Rep. David Richardson, D- Miami Beach, reads information from his computer on the floor of the House during the 2013 legislative session in Tallahassee. (SCOTT KEELER    |    Times)
Rep. David Richardson, D- Miami Beach, reads information from his computer on the floor of the House during the 2013 legislative session in Tallahassee. (SCOTT KEELER | Times)
Published June 29, 2016

TALLAHASSEE — It was lunchtime and the newly arrived teenage inmates had just filed into the mess hall at Sumter Correctional Institution, sat down with their lunch trays and begun eating. Some of them started talking — just like the inmates who'd been there longer were doing at nearby tables.

But their supervising officer considered the newbies disruptive. He warned them. They continued. Within minutes, Officer Alexander was ordering the nearly 15 inmates to stand up and dump their lunch trays in the trash. He then ordered them back into their dorm.

That's where state Rep. David Richardson, a Democrat from Miami Beach, found them.

Last week, Richardson was at the Central Florida prison in Bushnell on one of his routine visits to the state's largest male youthful offender programs. Richardson randomly selected six of the 14- to 17-year-olds to speak with him and, one by one, started asking questions.

"How's your day going?" Richardson said he asked.

"Not very good," was the reply. "We were just at the lunch room and a couple of people were talking and the guard told us to go and dump all our food in the trash."

All six inmates identified Alexander as responsible. The agency, citing the ongoing investigation, would not reveal Alexander's first name or any other information about him.

Depriving inmates of food is against the law in Florida's prisons, but when it happens, it rarely gets reported. Richardson complained and the Florida of Corrections responded immediately. Officials removed Alexander from contact with the inmates who had been in prison less than three weeks. The inmates were supplied with another tray of food, and the FDC opened an investigation to determine what discipline to take against Alexander.

"All officers on duty were counseled that withholding food can never be utilized as a form of discipline and that the department and facility will not condone it," said Michelle Glady, an FDC spokeswoman.

But the issue has raised new questions about Florida's troubled prison system, where change is happening slowly. In the past month, a riot broke out at Franklin Correctional Institution, destroying a dorm. And tensions continue to mount as dangerous levels of understaffing hobble the department in the wake of the Legislature's decision to give it funding for only 215 of the 734 additional staffers it had sought.

"I am proud of the swift action taken, but I wonder if I had not been present if the incident would have been disclosed," Richardson said later on his Facebook page. "Unfortunately, we still have a few bad officers, and they taint the integrity of the department and all the fine officers who serve our state with distinction."

For nearly a year, Richardson has been on a mission: to privately visit and personally investigate youthful offender prisons. He selects inmates randomly and then meets with them privately, looking for bruises on their faces and arms to let them know he is checking up on how they are treated.

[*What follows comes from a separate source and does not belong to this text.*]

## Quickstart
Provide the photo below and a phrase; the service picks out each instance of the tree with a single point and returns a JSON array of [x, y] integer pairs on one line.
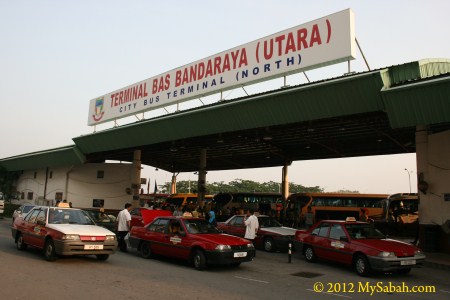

At Sumter, Richardson has twice reported Alexander for assaulting inmates. "But it was in a one-on-one situation in a back room, so there's no witness," Richardson told the Times/Herald in two recent interviews.

Richardson has documented and confirmed cases of staff-on-inmate abuse as well as inmate-on-inmate abuse. He has compiled a list of officers he urged the FDC staff to monitor for being abusive and provided names of officers to investigate.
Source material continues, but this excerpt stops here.